# Extract eval results - CIFAR

In [1]:
import sys
sys.path.append("./../")

In [2]:
import os
import json
import glob
import pickle

import numpy as np
import pandas as pd

import matplotlib.pyplot as plt
import seaborn as sns

sns.set_style('darkgrid')

#### Utility functions

In [3]:
# Accuracy threshold for models to be included in analysis
ACC_THRESHOLD = 0.1 # For CIFAR10

In [12]:
def extract_ood_results(model_dir, dataset_str='FMNIST'):
    """
        Get OOD metrics from model dir
    """

    # Get config
    config_json = os.path.join(model_dir, 'config.json')
    config = json.load(open(config_json, 'r'))
    
    # Extract config values
    method = config['method']
    
    # Create a table entry for parameters  as string
    param_str = method # start with method label
    for _p, _p_value in config['method_params'].items():
        _p_value_str = None
        if isinstance(_p_value, int):
            _p_value_str = '{:04d}'.format(_p_value)
        elif isinstance(_p_value, float):
            _p_value_str = '{:08.3f}'.format(_p_value)
        else:
            _p_value_str = '{}'.format(_p_value)
        param_str += '-{}={}'.format(_p, _p_value_str)
    param = param_str
    
    results = None
    
    # Get OOD result files
    ood_result_files = glob.glob(model_dir + "/ood_pred_results_{}.pkl".format(dataset_str))
    
    assert len(ood_result_files) <= 1, "More than one OOD results exists"

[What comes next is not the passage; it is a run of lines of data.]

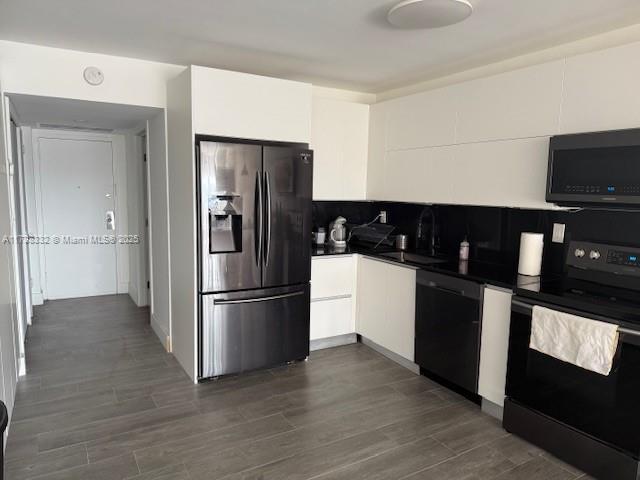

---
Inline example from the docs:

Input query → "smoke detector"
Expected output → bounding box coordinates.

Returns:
[387,0,473,29]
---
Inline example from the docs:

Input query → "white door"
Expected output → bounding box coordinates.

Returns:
[38,138,118,299]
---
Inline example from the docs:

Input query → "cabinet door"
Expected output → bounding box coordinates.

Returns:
[381,265,416,362]
[453,137,549,208]
[191,65,312,143]
[478,288,511,406]
[310,297,355,340]
[311,98,369,200]
[384,147,460,203]
[356,257,389,346]
[357,258,416,362]
[311,256,355,300]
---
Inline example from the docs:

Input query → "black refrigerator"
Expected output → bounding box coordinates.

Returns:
[196,136,313,379]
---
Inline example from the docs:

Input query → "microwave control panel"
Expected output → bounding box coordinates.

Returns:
[567,241,640,277]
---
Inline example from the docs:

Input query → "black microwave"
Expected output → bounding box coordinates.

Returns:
[546,128,640,207]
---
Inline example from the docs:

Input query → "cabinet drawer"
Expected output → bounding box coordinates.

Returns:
[310,297,355,340]
[311,256,355,299]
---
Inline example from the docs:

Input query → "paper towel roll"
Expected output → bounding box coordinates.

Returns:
[518,232,544,277]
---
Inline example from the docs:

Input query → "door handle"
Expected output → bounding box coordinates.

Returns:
[254,170,264,267]
[264,172,271,267]
[105,210,116,230]
[213,292,305,305]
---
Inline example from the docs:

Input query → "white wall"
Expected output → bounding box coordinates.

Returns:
[123,126,148,307]
[167,69,197,379]
[22,127,44,305]
[0,78,19,445]
[147,112,171,348]
[0,41,184,108]
[367,38,640,208]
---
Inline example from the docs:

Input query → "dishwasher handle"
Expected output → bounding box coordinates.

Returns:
[416,270,483,300]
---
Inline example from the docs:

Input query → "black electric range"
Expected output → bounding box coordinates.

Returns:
[503,242,640,480]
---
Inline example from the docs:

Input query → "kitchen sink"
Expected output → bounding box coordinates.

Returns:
[380,252,446,265]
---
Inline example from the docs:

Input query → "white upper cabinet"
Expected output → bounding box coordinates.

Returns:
[191,66,311,143]
[387,85,459,150]
[382,143,460,203]
[451,137,549,208]
[367,102,389,200]
[311,97,369,200]
[560,43,640,133]
[451,61,563,143]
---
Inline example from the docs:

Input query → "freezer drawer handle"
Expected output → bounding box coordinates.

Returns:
[213,292,304,305]
[511,300,640,337]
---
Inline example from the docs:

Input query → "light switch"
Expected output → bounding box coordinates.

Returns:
[551,223,566,243]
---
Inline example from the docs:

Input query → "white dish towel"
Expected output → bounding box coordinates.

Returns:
[529,306,618,375]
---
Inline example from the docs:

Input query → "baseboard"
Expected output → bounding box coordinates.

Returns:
[480,398,504,421]
[358,335,420,375]
[18,355,27,377]
[150,314,171,352]
[128,283,140,307]
[31,292,44,305]
[309,333,358,352]
[117,282,129,294]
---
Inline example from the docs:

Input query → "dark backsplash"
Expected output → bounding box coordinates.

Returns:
[313,201,640,273]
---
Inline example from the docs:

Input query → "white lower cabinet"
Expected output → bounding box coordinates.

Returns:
[310,297,356,340]
[356,257,416,362]
[310,255,356,341]
[478,287,512,407]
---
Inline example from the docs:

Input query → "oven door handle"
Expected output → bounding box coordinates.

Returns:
[511,300,640,337]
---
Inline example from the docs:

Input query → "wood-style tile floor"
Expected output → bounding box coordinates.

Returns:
[5,295,586,480]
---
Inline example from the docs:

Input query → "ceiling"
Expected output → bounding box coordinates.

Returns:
[9,94,162,130]
[0,0,640,93]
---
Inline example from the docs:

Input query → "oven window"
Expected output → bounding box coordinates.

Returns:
[551,146,640,196]
[507,312,640,457]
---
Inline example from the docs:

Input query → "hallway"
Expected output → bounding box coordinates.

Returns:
[5,295,193,480]
[6,295,587,480]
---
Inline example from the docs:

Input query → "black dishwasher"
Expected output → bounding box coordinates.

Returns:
[415,270,484,393]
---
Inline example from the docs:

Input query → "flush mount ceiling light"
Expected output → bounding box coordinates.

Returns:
[387,0,473,29]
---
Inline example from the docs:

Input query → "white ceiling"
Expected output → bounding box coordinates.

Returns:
[0,0,640,92]
[9,94,162,130]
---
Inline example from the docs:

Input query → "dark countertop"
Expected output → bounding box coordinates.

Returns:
[311,244,538,290]
[515,277,640,328]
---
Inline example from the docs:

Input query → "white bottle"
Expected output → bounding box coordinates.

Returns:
[460,237,469,260]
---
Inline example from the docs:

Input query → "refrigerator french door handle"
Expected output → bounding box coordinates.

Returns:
[254,170,264,267]
[213,292,304,305]
[264,172,271,267]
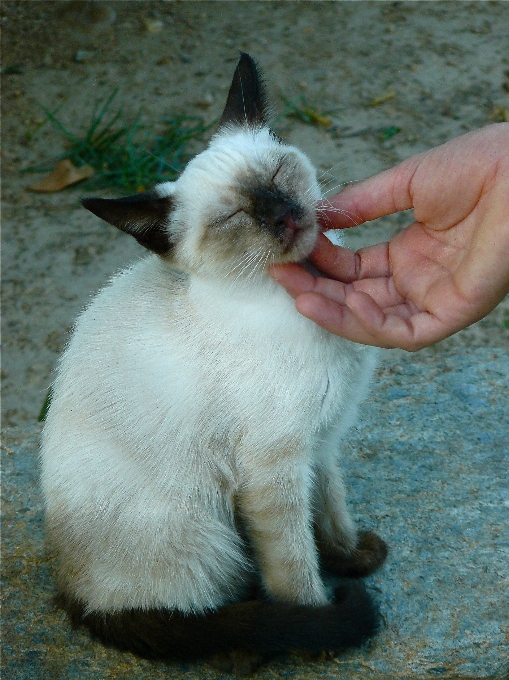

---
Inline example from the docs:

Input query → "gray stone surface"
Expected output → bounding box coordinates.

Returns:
[3,348,509,680]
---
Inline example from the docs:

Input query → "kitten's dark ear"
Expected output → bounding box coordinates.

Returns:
[81,191,173,255]
[219,52,268,128]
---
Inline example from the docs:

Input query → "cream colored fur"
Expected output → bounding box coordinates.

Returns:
[42,123,374,612]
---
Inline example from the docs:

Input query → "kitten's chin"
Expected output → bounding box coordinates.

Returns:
[277,226,319,264]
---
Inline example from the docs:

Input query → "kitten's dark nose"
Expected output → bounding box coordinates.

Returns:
[275,207,297,234]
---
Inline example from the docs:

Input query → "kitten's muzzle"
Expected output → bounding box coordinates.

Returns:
[254,189,303,251]
[275,207,300,251]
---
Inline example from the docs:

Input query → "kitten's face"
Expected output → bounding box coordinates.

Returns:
[83,54,320,280]
[169,128,320,278]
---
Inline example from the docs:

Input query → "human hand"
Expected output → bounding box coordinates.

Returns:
[270,123,509,351]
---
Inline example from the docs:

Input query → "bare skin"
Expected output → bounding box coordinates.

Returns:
[270,123,509,351]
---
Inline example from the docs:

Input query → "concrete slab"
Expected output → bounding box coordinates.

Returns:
[3,348,509,680]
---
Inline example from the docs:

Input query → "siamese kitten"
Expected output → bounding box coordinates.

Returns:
[42,54,386,673]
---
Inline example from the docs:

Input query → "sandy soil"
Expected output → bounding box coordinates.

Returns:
[2,0,509,425]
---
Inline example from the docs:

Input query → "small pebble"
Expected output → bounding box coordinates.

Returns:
[143,18,164,33]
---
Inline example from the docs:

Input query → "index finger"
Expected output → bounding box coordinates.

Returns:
[310,234,392,283]
[318,154,424,229]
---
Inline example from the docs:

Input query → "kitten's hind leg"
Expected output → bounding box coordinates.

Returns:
[320,531,388,578]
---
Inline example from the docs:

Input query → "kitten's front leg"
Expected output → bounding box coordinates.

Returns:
[238,447,328,605]
[314,454,387,577]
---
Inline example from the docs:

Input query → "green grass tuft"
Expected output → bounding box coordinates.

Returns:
[25,90,211,192]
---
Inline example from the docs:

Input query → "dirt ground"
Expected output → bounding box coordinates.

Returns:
[1,0,509,426]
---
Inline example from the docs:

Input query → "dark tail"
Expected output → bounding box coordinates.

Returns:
[60,582,378,661]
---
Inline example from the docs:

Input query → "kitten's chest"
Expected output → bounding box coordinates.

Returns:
[189,278,369,427]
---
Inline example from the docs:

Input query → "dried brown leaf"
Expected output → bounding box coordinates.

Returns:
[27,158,94,193]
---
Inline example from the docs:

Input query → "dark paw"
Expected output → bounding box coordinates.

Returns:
[208,649,265,677]
[322,531,388,578]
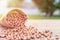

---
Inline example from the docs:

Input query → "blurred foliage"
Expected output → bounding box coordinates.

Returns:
[29,15,60,20]
[32,0,60,17]
[8,0,24,7]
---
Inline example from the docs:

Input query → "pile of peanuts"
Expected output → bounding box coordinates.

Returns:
[0,9,59,40]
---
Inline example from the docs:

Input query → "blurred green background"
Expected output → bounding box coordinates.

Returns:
[0,0,60,19]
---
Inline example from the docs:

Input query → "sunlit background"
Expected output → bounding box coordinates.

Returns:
[0,0,60,19]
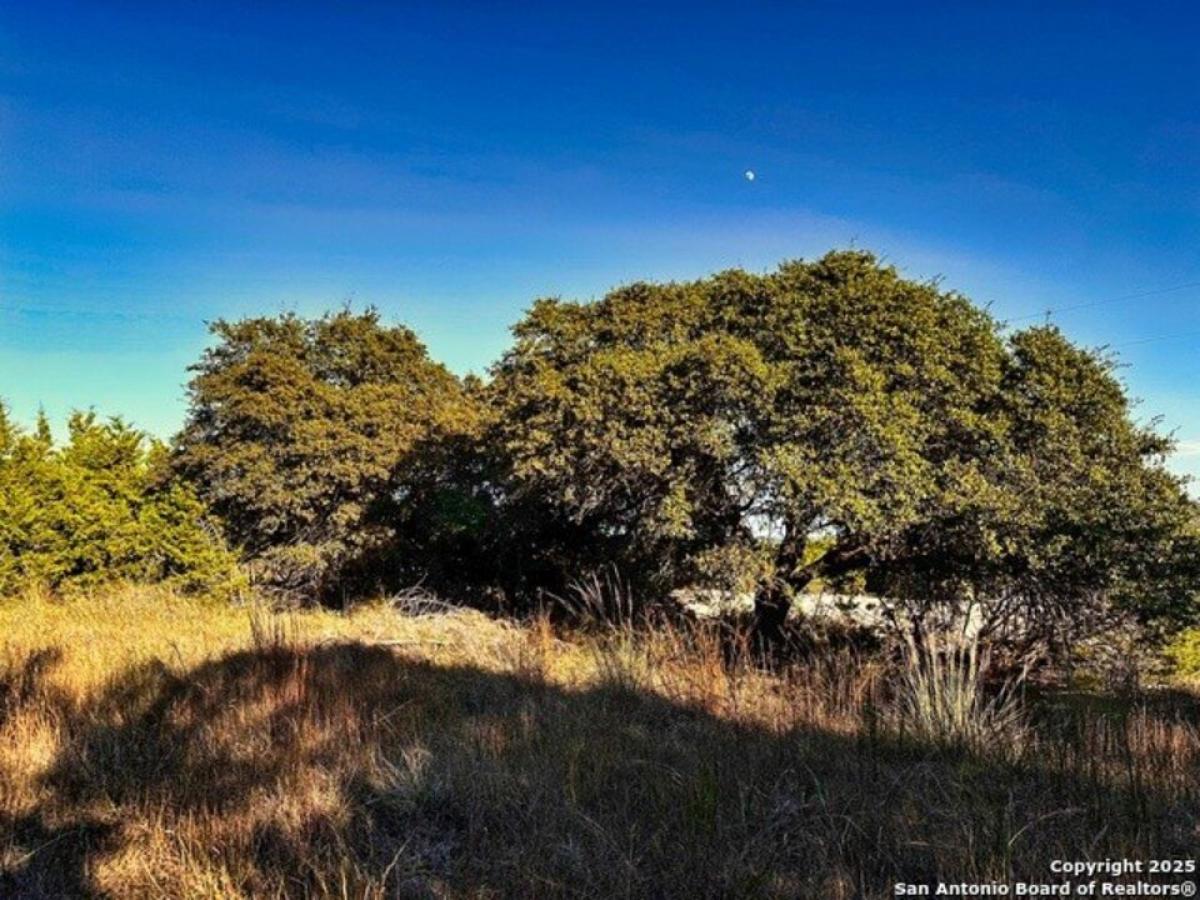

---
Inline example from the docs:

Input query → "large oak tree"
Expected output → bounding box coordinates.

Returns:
[490,252,1198,648]
[174,310,474,599]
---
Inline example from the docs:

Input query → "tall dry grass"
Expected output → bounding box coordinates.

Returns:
[0,589,1200,898]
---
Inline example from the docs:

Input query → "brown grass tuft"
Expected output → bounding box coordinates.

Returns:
[0,588,1200,898]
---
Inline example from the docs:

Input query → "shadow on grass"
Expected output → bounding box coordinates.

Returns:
[0,643,1200,898]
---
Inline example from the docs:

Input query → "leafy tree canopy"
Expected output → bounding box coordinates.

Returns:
[488,252,1198,643]
[174,310,474,595]
[0,407,238,594]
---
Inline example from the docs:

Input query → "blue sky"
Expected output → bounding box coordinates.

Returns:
[0,1,1200,487]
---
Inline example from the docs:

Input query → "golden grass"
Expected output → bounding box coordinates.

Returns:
[0,588,1200,899]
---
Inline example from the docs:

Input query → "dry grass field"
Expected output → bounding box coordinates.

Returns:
[0,588,1200,899]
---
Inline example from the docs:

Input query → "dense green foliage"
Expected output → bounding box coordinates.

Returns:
[174,310,474,598]
[490,252,1198,631]
[0,407,236,594]
[0,252,1200,646]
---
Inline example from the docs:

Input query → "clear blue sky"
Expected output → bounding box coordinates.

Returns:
[0,0,1200,487]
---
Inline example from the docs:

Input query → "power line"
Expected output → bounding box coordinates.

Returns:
[1109,331,1200,347]
[1006,281,1200,324]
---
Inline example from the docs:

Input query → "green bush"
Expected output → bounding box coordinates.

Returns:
[0,407,238,594]
[1166,628,1200,680]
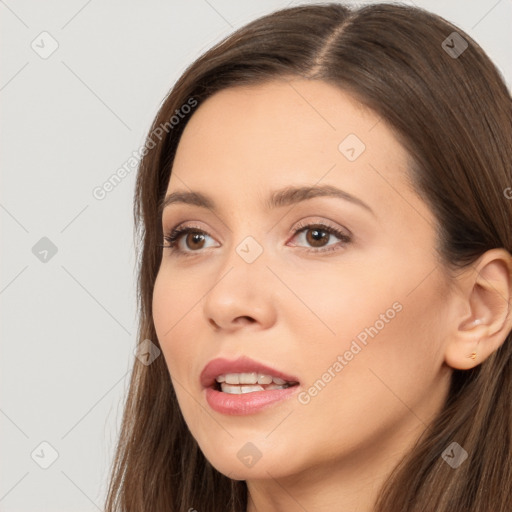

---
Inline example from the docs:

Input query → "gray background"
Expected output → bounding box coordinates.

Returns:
[0,0,512,512]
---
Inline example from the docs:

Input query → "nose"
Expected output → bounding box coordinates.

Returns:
[203,243,276,331]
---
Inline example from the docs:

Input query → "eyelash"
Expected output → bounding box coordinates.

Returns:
[159,222,352,257]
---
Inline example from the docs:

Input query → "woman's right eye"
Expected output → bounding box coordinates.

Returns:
[162,226,216,256]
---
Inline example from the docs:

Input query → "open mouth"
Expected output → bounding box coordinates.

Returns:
[213,373,299,395]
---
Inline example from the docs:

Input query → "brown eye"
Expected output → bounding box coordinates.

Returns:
[305,228,330,247]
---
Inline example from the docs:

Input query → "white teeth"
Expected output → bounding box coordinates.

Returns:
[215,372,286,386]
[220,382,288,395]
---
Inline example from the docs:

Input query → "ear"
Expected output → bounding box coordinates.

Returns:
[445,249,512,370]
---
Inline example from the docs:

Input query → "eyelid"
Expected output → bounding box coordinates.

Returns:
[161,218,353,257]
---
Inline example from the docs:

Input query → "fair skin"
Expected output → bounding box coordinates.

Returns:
[153,78,512,512]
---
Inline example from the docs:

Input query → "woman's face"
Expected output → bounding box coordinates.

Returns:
[153,79,451,480]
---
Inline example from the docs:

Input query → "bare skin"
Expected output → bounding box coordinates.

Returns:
[153,79,512,512]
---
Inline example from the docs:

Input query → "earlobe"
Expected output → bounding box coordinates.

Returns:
[445,249,512,370]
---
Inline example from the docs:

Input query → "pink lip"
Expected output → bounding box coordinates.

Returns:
[200,356,299,388]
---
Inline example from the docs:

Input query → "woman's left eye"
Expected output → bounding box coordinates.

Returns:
[161,223,352,256]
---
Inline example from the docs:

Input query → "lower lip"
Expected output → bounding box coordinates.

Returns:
[205,384,299,415]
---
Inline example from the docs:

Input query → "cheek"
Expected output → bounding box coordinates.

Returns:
[152,270,200,380]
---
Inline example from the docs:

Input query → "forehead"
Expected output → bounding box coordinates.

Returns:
[168,79,418,218]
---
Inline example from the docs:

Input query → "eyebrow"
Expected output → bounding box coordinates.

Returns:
[158,185,375,216]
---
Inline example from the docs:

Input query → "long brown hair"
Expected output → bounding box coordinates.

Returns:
[106,3,512,512]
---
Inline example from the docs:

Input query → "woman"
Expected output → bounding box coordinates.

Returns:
[106,4,512,512]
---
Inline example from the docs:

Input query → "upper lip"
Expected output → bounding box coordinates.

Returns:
[200,356,299,388]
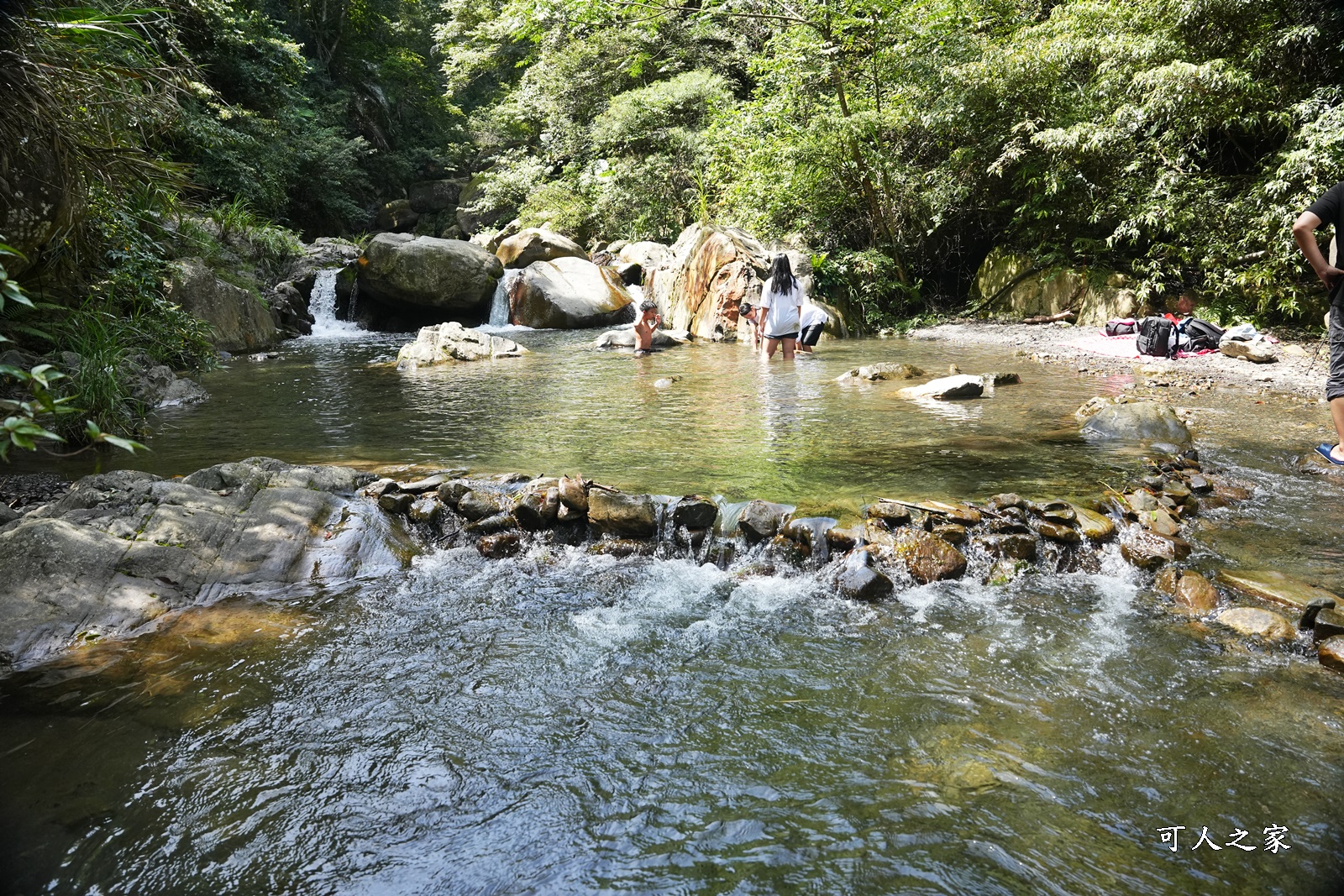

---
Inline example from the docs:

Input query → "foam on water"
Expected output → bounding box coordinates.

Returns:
[307,267,367,338]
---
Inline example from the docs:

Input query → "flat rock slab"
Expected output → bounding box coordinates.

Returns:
[0,458,379,665]
[896,374,985,401]
[1218,569,1344,626]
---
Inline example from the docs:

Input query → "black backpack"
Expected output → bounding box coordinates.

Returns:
[1134,317,1178,358]
[1180,317,1223,352]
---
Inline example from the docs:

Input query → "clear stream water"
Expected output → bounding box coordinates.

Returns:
[0,321,1344,894]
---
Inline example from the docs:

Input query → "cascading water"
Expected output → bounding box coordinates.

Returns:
[489,269,522,333]
[307,267,365,338]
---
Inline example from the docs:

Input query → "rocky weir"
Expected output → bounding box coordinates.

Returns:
[0,432,1344,670]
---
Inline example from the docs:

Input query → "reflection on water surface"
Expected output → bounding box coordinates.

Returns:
[0,333,1344,894]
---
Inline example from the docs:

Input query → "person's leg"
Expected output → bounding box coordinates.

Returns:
[1326,307,1344,461]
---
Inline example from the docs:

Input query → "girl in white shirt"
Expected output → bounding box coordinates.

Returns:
[761,253,804,361]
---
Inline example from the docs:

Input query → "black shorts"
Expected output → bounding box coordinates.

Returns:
[798,324,827,345]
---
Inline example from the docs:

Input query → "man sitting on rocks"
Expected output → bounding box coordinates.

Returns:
[1293,181,1344,466]
[634,300,663,354]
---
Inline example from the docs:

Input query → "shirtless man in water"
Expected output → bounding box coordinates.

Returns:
[634,300,663,354]
[1293,181,1344,466]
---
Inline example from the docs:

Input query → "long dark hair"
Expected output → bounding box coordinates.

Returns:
[770,253,798,296]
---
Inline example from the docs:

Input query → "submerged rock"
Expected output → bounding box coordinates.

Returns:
[895,529,966,584]
[836,361,925,383]
[1218,336,1278,364]
[475,532,522,558]
[1082,401,1191,445]
[672,495,719,529]
[1218,569,1344,626]
[836,551,895,602]
[1218,607,1297,641]
[513,486,560,529]
[1315,634,1344,672]
[896,374,985,401]
[863,498,910,529]
[587,486,659,538]
[738,498,793,542]
[396,321,528,371]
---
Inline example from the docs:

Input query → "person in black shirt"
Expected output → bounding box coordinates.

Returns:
[1293,181,1344,466]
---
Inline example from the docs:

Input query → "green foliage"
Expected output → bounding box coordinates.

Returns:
[811,249,923,333]
[0,258,144,461]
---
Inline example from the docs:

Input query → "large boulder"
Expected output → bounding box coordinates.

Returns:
[166,258,280,352]
[1082,401,1191,445]
[359,233,504,313]
[508,257,634,329]
[593,324,690,348]
[396,321,528,371]
[650,224,770,340]
[495,227,587,267]
[0,458,378,665]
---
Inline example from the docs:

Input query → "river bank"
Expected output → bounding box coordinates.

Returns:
[909,320,1329,403]
[0,327,1344,896]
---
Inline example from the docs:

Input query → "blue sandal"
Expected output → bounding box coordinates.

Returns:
[1315,443,1344,466]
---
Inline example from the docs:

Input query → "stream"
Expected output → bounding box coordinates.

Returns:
[0,318,1344,896]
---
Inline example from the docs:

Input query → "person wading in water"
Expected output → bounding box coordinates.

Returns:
[761,253,802,361]
[1293,181,1344,466]
[634,300,663,354]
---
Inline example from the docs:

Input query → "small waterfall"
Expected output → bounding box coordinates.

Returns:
[489,269,522,333]
[307,267,365,338]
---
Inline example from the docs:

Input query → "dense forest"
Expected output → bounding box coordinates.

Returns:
[0,0,1344,446]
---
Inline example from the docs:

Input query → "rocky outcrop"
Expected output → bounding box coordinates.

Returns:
[1218,334,1278,364]
[396,321,528,371]
[1079,401,1191,445]
[645,224,774,340]
[374,199,419,233]
[165,258,280,352]
[495,227,589,267]
[1218,607,1297,641]
[970,249,1145,327]
[0,458,372,665]
[508,257,634,329]
[359,233,504,321]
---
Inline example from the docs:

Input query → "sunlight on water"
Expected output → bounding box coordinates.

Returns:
[0,331,1344,896]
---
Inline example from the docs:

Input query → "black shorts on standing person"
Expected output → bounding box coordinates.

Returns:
[1293,181,1344,466]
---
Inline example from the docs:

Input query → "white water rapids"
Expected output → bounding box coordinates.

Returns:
[307,267,365,338]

    # Get accuracy on clean dataset also for quality checks
    acc_results_file = os.path.join(model_dir, "ece_results_identity-1.pkl")
    
    # Get results
    for rfile in ood_result_files:
        with open(acc_results_file, 'rb') as f:
            clean_results = pickle.load(f)[0]
        with open(rfile, 'rb') as f:
            logs = pickle.load(f)[0]
            r = {
                'method': method,
                'params': param,
                'ent_ood': logs['ent_ood'],
                'ent_test': logs['ent_test'],
                'ent_delta': logs['ent_delta'],
                'acc': clean_results['acc_val'],
                'preds_ood': logs['preds_ood'],
                'preds_indomain': logs['preds_indomain']
            }
            
            if results is not None:
                results.append(r)
            else:
                results = [r]
    
    return results

#### Specify experiments

In [13]:
# CIFAR10 + VGG11
fig_prefix = "cifar10im-vgg11"
result_dirs = [
    "./../zoo/multiclass/slim/CIFAR10Im/VGG11",
    "./../zoo/multiclass/mfvi/CIFAR10Im/VGG11",
    # "./../zoo/multiclass/ls/CIFAR10Im/VGG11",
    # "./../zoo/multiclass/edl/uniform-prior/CIFAR10Im/VGG11EDL",
    # "./../zoo/multiclass/edl/computed-prior/CIFAR10/VGG11EDL"
]

## OOD Results

In [14]:
# Enumerate model directories and load evaluation results
ood_results = []
for models_root in result_dirs:
    model_dirs = list(map(lambda d: os.path.join(models_root, d), os.listdir(models_root)))
    for _m in model_dirs:
        _r = extract_ood_results(_m, dataset_str='SVHN')
        if _r:
            ood_results.extend(_r)
        else:
            print("Skipping", _m)
df_ood_results = pd.DataFrame(ood_results)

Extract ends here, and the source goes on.